The reliance on government checks, and a vast array of painkillers and opiates, has turned towns like Gary into modern opium dens. The painkillers OxyContin, fentanyl -- 80 times stronger than morphine -- Lortab, as well as a wide variety of anti-anxiety medications such as Xanax, are widely abused. Many top off their daily cocktail of painkillers at night with sleeping pills and muscle relaxants. And for fun, addicts, especially the young, hold “pharm parties,” in which they combine their pills in a bowl, scoop out handfuls of medication, swallow them, and wait to feel the result.

A decade ago only about 5% of those seeking treatment in West Virginia needed help with opiate addiction. Today that number has ballooned to 26%. It recorded 91 overdose deaths in 2001. By 2008 that number had risen to 390.
The existence of such islands of hopelessness is well known to most Americans. But what to do about them?

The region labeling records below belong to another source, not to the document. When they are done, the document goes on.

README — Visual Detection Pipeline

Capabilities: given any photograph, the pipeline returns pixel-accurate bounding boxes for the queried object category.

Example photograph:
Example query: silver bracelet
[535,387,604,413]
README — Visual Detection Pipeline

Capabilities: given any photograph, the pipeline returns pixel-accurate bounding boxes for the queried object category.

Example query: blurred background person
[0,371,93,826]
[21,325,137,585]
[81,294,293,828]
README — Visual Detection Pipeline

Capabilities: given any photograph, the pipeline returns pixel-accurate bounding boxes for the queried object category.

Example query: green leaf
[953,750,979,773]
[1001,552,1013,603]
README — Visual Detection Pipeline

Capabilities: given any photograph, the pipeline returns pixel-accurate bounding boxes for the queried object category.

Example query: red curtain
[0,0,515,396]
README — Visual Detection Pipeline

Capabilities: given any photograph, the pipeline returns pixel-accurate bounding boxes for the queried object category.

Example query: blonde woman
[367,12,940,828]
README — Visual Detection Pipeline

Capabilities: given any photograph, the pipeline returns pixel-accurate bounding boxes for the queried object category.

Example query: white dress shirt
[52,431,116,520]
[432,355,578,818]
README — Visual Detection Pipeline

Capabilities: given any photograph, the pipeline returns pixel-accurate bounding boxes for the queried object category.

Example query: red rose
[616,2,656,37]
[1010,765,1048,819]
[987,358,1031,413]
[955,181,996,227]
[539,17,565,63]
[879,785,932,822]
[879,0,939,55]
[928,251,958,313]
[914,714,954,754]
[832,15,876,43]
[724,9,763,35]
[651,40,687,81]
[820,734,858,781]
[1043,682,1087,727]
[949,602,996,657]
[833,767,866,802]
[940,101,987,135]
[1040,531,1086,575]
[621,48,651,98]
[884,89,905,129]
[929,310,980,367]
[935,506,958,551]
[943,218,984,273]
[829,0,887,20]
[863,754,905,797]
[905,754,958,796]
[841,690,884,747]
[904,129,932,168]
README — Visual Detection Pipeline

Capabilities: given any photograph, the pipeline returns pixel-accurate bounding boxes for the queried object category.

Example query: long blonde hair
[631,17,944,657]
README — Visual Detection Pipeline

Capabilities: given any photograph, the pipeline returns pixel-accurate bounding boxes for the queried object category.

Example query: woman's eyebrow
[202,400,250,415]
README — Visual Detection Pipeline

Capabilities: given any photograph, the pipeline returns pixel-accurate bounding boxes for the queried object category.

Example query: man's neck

It seems to me that as with many things in America, political compromise between left and right has led to the worst possible situation. In the nineteenth-century such places would have emptied out, since people will move rather than starve. A generous state would provide jobs and education. (Memo to the American right: leftists don't want to give people welfare checks, we want to give them jobs.) Without the will to take either choice, we instead offer an assortment of benefits that provide just enough to get by, but not enough to raise anyone's spirits or provide them a secure foundation. In fact some of these programs seem designed to degrade the spirit rather than encourage it; in what reasonable world are people desperate to convince someone else that they are insane? And I don't mean that these people are lazy freeloaders. They probably really are "not right," living as they do with no hope for the future or pride in the past, surrounded by unemployed drug addicts, broken families, abandoned factories, boarded up mines, weed-choked farms, open-air drug markets ignored (or run by) the police, and people eager to do anything but give them decent jobs. I don't think, though, that a check that pays for only the bare minimum of subsistence is what they need.

(The pictures show, top, the old Gary District High School, and below, the nearby Iaeger Graded and Junior High School, from a ruin-obsessed photographer's tour of coal country.)

1 comment:

Alan said...

You don't know what you're talking about. You pass through here and think you know all about us.